Direct measurement of the magnetic anisotropy field in Mn--Ga and Mn--Co--Ga Heusler films

TL;DR

This study measures the magnetic anisotropy field in Mn--Ga and Mn--Co--Ga Heusler films using various techniques, revealing high-frequency dynamics and large anisotropy energies relevant for magnetic applications.

Contribution

It provides the first direct measurement of the magnetic anisotropy field in Mn--Ga and Mn--Co--Ga Heusler films using SQUID, TR-MOKE, and pulsed magnetic fields.

Findings

Anisotropy field of 4.5 T in Mn--Ga films.

High ferromagnetic resonance frequency of 125 GHz.

Effective anisotropy energy density of 1.23 MJ/m^3 in Mn--Co--Ga films.

Abstract

The static and dynamic magnetic properties of tetragonally distorted Mn--Ga based alloys were investigated.

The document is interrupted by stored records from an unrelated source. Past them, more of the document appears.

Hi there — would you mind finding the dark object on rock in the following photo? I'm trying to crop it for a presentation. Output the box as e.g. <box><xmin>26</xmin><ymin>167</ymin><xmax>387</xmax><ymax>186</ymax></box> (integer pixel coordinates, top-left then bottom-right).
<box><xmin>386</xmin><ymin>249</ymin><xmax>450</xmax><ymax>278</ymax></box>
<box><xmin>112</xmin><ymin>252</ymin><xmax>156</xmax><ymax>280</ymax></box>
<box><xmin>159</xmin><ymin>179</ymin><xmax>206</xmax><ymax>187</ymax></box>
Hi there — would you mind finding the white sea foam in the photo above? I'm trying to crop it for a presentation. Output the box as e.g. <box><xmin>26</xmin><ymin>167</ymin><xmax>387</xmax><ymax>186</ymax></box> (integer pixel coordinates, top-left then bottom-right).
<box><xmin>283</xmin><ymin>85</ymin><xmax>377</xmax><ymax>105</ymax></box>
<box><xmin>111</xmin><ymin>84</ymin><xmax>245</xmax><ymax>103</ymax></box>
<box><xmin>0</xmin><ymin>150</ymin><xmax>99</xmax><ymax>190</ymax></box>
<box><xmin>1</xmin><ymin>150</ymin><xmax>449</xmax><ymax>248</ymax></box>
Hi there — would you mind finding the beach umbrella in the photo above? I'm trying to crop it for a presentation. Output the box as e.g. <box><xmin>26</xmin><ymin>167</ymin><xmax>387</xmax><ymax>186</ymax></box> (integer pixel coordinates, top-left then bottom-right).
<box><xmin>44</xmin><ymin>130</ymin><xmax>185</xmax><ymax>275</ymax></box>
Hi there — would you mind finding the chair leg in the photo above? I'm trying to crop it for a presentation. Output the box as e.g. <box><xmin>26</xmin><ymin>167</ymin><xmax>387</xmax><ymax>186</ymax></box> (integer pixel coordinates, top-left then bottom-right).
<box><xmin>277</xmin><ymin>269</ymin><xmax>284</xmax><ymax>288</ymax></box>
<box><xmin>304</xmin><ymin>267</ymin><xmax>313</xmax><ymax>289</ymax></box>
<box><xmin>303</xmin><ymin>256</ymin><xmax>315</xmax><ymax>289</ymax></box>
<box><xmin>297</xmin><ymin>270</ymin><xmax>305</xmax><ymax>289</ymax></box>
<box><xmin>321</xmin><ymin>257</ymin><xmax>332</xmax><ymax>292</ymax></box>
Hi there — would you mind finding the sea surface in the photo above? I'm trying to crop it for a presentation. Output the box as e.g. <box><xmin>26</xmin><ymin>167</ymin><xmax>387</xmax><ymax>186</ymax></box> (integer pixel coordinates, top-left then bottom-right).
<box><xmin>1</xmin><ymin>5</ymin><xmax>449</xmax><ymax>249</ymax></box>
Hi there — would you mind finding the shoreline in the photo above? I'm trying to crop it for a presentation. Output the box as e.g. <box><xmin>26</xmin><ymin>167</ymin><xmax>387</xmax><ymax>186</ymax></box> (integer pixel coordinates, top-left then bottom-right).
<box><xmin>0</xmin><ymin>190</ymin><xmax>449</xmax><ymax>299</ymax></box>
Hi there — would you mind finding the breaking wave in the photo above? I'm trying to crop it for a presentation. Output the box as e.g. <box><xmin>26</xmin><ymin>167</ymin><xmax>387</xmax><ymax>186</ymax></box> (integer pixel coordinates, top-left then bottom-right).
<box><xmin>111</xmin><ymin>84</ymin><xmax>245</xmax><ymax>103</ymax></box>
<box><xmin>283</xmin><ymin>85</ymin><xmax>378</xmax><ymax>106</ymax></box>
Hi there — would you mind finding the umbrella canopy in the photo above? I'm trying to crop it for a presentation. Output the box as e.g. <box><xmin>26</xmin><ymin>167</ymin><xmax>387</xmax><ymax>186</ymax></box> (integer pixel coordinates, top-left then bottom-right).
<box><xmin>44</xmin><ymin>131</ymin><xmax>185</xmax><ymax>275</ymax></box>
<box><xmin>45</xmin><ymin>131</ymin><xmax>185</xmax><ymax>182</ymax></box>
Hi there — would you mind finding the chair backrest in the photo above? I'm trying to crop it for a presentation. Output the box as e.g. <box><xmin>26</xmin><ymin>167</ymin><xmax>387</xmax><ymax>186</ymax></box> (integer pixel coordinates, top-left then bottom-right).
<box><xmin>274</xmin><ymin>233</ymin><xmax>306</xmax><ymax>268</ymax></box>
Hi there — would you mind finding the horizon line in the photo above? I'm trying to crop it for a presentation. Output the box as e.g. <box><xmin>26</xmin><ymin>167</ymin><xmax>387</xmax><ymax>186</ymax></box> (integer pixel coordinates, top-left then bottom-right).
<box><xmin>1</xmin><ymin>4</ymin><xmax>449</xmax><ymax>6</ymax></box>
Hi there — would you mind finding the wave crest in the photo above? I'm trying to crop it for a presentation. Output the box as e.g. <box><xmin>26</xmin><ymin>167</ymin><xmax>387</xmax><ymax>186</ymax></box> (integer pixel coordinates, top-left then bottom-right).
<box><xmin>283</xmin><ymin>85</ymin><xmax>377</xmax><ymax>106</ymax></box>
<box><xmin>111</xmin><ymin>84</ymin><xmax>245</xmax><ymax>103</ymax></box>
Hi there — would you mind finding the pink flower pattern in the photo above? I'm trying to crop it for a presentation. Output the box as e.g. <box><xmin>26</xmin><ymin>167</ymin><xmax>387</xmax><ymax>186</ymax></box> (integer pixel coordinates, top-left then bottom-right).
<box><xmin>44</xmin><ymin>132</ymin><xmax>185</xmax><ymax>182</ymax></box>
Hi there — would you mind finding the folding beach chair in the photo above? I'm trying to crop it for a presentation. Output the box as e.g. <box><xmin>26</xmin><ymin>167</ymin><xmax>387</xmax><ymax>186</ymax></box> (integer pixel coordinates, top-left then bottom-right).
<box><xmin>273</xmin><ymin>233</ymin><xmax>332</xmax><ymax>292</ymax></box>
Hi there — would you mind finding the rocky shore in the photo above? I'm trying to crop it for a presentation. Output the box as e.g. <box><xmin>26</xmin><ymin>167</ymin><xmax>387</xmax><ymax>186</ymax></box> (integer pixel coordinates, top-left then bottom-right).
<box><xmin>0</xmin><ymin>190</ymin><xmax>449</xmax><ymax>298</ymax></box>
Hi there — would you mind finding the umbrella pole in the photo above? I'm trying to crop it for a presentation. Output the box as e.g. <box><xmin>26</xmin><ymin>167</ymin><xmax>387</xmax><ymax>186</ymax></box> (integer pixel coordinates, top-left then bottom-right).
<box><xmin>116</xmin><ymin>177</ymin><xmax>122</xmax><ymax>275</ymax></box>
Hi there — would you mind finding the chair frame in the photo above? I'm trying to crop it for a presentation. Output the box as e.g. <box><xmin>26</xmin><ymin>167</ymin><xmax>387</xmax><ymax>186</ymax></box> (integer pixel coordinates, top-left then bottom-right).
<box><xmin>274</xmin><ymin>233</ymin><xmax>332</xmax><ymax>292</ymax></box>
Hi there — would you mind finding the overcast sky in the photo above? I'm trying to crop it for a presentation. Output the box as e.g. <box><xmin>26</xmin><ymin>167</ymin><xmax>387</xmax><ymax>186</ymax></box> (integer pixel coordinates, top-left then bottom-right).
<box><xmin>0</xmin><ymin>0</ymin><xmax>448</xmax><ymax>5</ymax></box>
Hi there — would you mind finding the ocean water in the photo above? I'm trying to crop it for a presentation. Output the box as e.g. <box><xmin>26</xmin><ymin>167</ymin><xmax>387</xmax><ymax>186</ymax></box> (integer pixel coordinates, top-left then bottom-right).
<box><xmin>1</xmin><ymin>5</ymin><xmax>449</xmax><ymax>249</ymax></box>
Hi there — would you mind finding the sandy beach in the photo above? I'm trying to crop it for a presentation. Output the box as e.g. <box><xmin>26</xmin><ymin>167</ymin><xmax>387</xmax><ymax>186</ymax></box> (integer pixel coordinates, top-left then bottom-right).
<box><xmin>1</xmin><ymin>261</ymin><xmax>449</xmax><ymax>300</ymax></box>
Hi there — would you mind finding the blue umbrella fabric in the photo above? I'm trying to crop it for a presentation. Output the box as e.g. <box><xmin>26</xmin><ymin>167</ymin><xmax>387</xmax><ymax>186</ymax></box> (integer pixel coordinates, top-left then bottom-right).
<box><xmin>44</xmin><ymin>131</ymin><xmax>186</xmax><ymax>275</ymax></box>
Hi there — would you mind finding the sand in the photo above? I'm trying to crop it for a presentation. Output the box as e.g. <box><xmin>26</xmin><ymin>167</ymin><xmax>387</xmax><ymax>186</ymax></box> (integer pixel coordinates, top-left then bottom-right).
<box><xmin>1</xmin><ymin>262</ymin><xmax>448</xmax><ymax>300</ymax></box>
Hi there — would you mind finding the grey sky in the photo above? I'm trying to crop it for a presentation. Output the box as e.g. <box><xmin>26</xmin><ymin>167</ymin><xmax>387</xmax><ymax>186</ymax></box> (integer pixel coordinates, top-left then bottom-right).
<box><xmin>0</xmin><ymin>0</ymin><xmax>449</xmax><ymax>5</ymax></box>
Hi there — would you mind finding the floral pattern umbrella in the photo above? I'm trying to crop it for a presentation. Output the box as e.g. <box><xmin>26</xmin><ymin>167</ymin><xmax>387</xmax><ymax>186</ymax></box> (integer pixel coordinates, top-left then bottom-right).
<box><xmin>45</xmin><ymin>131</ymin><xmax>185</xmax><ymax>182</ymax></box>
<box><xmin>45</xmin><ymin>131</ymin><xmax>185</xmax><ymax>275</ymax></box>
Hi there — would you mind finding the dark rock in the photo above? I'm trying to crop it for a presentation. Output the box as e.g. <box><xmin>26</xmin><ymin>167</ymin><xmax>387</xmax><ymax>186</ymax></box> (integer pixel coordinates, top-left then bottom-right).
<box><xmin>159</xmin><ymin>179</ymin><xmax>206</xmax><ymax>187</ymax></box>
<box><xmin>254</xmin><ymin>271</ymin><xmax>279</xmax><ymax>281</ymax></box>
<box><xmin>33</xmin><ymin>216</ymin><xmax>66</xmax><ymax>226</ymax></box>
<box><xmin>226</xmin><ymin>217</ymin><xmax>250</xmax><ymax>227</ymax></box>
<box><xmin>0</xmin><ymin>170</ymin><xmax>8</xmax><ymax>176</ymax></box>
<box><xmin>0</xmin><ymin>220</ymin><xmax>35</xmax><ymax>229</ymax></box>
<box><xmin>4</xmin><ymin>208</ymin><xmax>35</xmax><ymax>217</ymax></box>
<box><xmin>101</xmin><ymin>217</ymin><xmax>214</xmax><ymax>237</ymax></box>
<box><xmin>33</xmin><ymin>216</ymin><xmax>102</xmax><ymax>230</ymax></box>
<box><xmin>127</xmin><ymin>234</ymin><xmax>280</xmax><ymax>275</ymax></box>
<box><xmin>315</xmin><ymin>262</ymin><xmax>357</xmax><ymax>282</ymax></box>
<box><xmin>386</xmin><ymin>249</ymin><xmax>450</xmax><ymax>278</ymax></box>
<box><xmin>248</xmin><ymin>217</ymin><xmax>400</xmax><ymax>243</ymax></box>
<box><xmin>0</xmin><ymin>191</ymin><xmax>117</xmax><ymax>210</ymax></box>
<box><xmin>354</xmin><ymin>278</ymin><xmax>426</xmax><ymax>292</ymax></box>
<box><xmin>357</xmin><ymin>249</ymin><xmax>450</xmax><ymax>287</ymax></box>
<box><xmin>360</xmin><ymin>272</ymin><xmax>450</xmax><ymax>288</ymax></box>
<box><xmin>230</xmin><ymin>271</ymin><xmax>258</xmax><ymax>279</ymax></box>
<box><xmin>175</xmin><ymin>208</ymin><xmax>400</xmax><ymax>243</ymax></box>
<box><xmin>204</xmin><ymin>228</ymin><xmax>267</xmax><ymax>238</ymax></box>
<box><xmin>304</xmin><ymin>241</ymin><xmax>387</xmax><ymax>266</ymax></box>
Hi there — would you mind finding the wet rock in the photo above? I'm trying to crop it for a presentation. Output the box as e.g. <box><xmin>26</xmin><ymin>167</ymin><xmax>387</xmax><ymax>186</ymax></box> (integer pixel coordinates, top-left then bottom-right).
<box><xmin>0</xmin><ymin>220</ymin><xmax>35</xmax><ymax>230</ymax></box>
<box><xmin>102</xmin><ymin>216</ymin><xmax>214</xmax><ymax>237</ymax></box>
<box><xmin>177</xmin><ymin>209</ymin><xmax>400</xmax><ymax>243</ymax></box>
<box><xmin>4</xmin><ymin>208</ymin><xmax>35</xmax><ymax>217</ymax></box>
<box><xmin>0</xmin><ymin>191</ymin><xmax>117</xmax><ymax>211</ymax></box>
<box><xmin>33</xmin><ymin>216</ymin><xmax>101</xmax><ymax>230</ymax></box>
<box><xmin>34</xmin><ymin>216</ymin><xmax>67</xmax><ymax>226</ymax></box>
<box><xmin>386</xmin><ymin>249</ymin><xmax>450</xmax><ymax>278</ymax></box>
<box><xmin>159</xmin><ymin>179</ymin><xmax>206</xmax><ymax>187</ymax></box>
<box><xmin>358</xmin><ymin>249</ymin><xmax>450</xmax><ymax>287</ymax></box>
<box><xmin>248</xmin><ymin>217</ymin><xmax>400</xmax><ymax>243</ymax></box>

Static properties are determined in magnetic fields up to 6.5~T using SQUID magnetometry. For the pure Mn$_{1.6}$Ga film, the saturation magnetisation is 0.36~MA/m and the coercivity is 0.29~T. Partial substitution of Mn by Co results in Mn$_{2.6}$Co$_{0.3}$Ga$_{1.1}$. The saturation magnetisation of those films drops to 0.2~MA/m and the coercivity is increased to 1~T. Time-resolved magneto-optical Kerr effect (TR-MOKE) is used to probe the high-frequency dynamics of Mn--Ga. The ferromagnetic resonance frequency extrapolated to zero-field is found to be 125~GHz with a Gilbert damping, $\alpha$, of 0.019. The anisotropy field is determined from both SQUID and TR-MOKE to be 4.5~T, corresponding to an effective anisotropy density of 0.81~MJ/m$^3$. Given the large anisotropy field of the Mn$_{2.6}$Co$_{0.3}$Ga$_{1.1}$ film, pulsed magnetic fields up to 60~T are used to determine the field strength required to saturate the film in the plane. For this, the extraordinary Hall effect was employed as a probe of the local magnetisation. By integrating the reconstructed in--plane magnetisation curve, the effective anisotropy energy density for Mn$_{2.6}$Co$_{0.3}$Ga$_{1.1}$ is determined to be 1.23~MJ/m$^3$.